A few years ago, in a dense megalithic area bordering Portugal in granite-paradise Western Iberia, as I was looking for the many dolmens there, I found two huge stone Eggs of incredible proportions opposite a megalithic Phallic Stone (called the Donkey's Penis). This part of the world is particularly wild, and when I walk through it on my own, I get a deep sense of Fear and Awe.
Fear of what may lie there in the wild - wild animals, hostile weather, a stream that is too wide to cross or any strange sounds.
And Awe of the incredible smell of Ancientness that soaks some parts of the landscape, unchanged and uninhabited for millenia.

Now I know that about 140 of these stone altars are scattered throughout Western Iberia, as well as along the Ebro river (which contains the Ibr- prefix that gives name to the land).
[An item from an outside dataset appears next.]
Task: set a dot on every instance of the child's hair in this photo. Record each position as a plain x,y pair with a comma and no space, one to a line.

Although the relatively more famous of these stone altars -like Ulaca- were chiefly Celtic mountain strongholds, there is the possibility that these solar temples in axial/oracle positions, were taken over by proto-Celtic / Indoeuropean tribes (i.e.Keltic) as they arrived in Europe some time in the Bronze Age and that they belonged to an earlier cult. Cupmarks and water channels, like in other European instances, and the survival until recent of ‘superstitions’ (i.e. of pre-christian cults) by the locals (as well as the usual christianization of the stone with crosses on top) are not uncommon (there is ample historical documentation on pre-Roman ‘superstitions’). Now, does anyone have any evidence of these stone altars anywhere else?

The biggest passage grave in Iberia, that lies remote and unvisited, is called Lacara, also in the West, possibly an ancient “L’Kaer”. Has anyone seen the decorated stones of Kermanian / Kervadel in Brittany and is there any relationship here? What is amazing about that place is that it has another undug tumulus nearby that may contain a twin dolmen, as well as a big stone altar in the centre of this sacred landscape (formed by twin temples served by the Lacara river); it's a big natural round Egg-boulder, with rock-cut steps (usually on its north side and cupmarks at the top) which acts as a topo-astronomical omphalos in the area, controlling the view of FOUR mountain tops in the four cardinal points of the horizon.